Monday, June 11, 2012

Meditation 4: Having, Doing, Being


It is hard to be a shadow flitting across the face of the sun and disappearing from sight.  This flight of life is slowed by Having and Doing, but stopped by Being.  Our need to acquire "things" and to surround ourselves with mementos of the past is an attempt to Be someone, a person with an identity and a history.  We give ourselves a property qualification.  At the end of life all our possessions pass into other hands, just as our Being itself passes into the memories of others.

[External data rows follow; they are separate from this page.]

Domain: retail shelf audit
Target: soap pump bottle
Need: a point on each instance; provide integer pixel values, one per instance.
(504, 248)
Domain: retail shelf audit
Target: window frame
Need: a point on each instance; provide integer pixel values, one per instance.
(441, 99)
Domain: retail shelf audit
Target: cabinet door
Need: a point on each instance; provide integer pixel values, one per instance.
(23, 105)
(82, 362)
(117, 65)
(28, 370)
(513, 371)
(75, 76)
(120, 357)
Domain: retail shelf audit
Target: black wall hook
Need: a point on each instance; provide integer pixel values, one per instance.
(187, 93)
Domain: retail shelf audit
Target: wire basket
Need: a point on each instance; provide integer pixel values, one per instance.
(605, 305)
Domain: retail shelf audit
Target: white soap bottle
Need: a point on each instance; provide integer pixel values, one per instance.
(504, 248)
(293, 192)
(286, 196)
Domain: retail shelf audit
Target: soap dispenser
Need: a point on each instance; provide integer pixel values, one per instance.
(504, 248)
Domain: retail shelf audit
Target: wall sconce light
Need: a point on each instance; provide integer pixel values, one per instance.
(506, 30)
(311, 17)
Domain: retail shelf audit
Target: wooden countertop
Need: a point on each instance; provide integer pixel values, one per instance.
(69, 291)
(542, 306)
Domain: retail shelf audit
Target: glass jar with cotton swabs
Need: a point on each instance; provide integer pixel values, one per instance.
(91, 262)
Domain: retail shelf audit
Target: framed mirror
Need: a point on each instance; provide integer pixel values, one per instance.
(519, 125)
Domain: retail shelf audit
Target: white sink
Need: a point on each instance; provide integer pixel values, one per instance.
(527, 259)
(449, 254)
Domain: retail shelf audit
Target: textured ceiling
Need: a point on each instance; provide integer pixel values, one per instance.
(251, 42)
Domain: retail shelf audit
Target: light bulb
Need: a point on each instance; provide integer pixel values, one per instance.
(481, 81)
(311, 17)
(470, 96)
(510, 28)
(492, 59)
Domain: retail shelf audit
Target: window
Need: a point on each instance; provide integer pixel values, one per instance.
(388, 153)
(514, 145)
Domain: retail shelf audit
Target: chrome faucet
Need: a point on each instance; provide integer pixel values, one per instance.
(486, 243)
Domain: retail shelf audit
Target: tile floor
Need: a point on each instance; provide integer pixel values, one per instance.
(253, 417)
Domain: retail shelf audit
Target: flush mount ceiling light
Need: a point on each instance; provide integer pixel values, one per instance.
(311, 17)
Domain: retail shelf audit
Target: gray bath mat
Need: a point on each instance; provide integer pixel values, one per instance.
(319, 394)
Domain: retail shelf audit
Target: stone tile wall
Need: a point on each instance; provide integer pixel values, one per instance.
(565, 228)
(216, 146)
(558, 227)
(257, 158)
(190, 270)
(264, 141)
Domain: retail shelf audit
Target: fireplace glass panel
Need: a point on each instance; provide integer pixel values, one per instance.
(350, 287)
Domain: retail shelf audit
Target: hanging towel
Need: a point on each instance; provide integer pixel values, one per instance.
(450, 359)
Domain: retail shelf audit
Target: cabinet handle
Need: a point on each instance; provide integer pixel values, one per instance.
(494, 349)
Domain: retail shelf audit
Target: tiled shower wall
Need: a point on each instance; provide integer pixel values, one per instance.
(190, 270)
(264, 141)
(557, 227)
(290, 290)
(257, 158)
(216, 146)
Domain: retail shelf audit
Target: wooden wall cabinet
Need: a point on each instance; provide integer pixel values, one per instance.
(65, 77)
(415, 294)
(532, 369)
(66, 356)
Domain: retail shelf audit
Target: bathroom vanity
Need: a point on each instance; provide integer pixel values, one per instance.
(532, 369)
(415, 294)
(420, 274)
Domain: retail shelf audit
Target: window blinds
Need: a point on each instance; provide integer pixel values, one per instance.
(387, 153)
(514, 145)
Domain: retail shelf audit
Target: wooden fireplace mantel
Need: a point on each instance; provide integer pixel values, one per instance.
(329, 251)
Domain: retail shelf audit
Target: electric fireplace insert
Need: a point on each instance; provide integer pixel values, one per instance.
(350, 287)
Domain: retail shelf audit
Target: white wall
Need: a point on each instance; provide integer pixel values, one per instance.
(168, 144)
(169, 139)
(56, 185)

To seek one's Being in doing is more fulfilling and more true.  Through action we acquire skills instead of  "things."  These possessions come to life not in the having but the doing itself.  One becomes an accountant, for example, by learning how to read and write, how to handle numbers, how to analyze, judge and evaluate financial data.  It is by jumping through the appropriate hoops that accountants receive their qualification, and similarly for other professionals and skilled workers of all kinds.

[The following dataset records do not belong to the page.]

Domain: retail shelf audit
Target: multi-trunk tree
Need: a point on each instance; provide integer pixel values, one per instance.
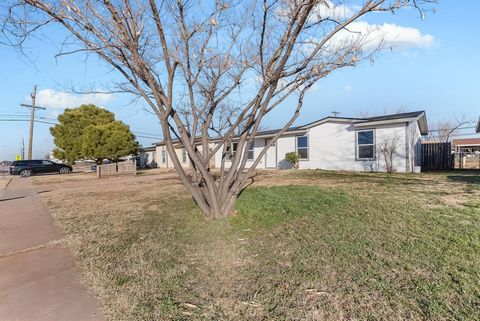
(192, 60)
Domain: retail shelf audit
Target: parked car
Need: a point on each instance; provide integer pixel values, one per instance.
(27, 168)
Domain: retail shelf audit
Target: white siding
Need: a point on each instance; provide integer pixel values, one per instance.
(332, 146)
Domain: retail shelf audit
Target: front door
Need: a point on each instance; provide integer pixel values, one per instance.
(271, 155)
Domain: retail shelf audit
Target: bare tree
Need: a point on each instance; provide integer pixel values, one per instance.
(197, 56)
(444, 129)
(388, 150)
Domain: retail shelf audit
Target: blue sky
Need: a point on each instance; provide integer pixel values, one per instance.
(441, 77)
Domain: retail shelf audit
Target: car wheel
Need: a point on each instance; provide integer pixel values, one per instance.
(65, 170)
(26, 173)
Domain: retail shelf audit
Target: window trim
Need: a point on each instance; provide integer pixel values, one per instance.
(233, 151)
(374, 145)
(251, 148)
(308, 148)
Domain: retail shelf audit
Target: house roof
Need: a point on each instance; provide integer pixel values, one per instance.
(147, 149)
(466, 142)
(419, 116)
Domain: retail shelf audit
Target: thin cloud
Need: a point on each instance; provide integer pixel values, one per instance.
(387, 35)
(61, 100)
(369, 36)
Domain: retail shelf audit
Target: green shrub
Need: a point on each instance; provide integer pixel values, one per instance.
(293, 158)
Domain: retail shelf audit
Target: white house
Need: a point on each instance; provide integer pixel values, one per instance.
(334, 143)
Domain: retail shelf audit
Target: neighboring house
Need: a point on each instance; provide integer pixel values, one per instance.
(334, 143)
(148, 155)
(467, 152)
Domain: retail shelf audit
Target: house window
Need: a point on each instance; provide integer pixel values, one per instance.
(233, 149)
(302, 147)
(164, 156)
(184, 155)
(250, 150)
(365, 144)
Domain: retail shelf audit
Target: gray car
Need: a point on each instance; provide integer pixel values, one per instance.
(26, 168)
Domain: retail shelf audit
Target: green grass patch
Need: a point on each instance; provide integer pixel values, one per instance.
(373, 247)
(266, 207)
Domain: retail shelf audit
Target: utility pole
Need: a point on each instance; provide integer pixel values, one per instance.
(32, 119)
(23, 149)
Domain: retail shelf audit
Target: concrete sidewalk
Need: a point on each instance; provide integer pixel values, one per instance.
(37, 276)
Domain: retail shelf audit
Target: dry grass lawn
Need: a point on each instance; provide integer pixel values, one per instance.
(304, 245)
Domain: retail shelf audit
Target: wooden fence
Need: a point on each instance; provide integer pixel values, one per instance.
(128, 167)
(437, 156)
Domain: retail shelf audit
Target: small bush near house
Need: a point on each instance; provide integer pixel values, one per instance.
(293, 158)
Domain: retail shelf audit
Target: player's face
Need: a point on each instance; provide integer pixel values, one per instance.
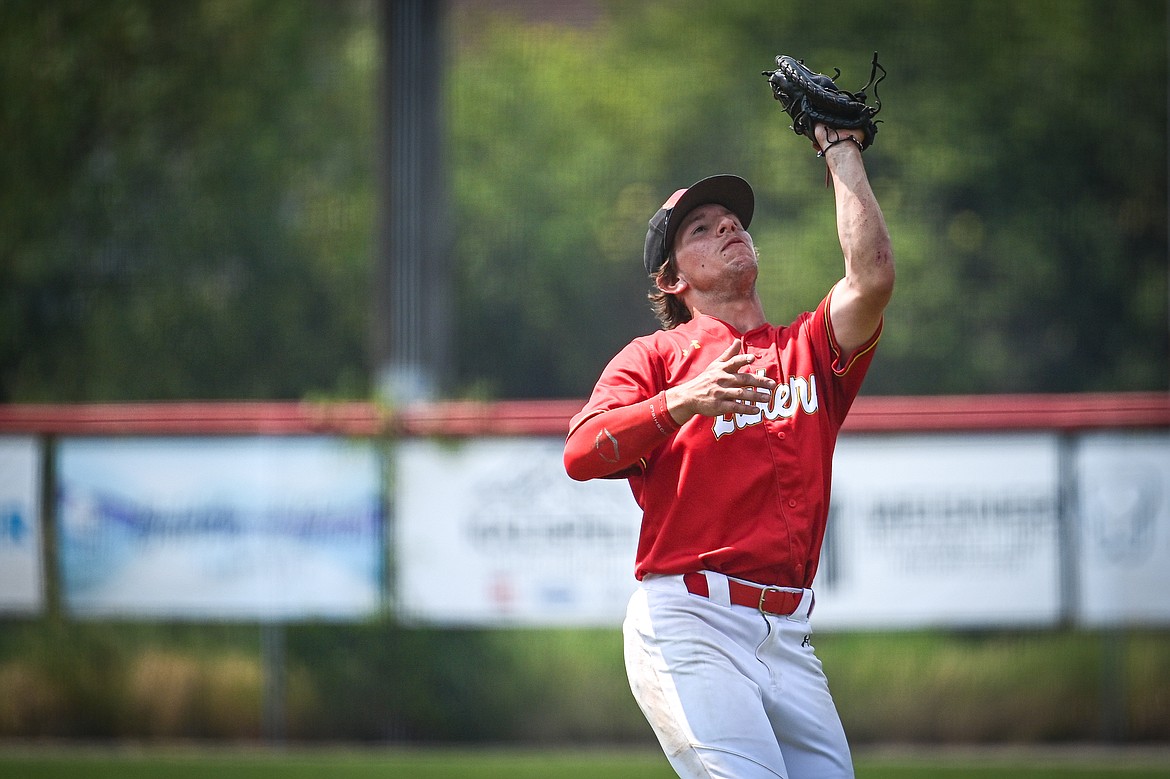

Having looks for Being in the past.  Even dreams of making a fortune and buying all kinds of "things" have a backward looking cast, since the satisfaction that comes from possessions is always after he fact.  Doing looks for Being in the future, since actions have aims that the actions are designed to bring about.  Therefore, even though we are more secure in our own abilities than in our material possessions, we are not totally secure in either of them.  Being is something we wish to possess but never can attain completely while we are alive. Sometimes, however, on a sunny or rainy day, when we least expect it, something will appear that is so beautiful or sublime that it takes our selves away.  We forget our possessions and material worries.  We forget what we have to do.  For a moment, time is put away and we are left standing with the ground beneath our feet and the sky over our heads.  This may be as close to Being as we ever get.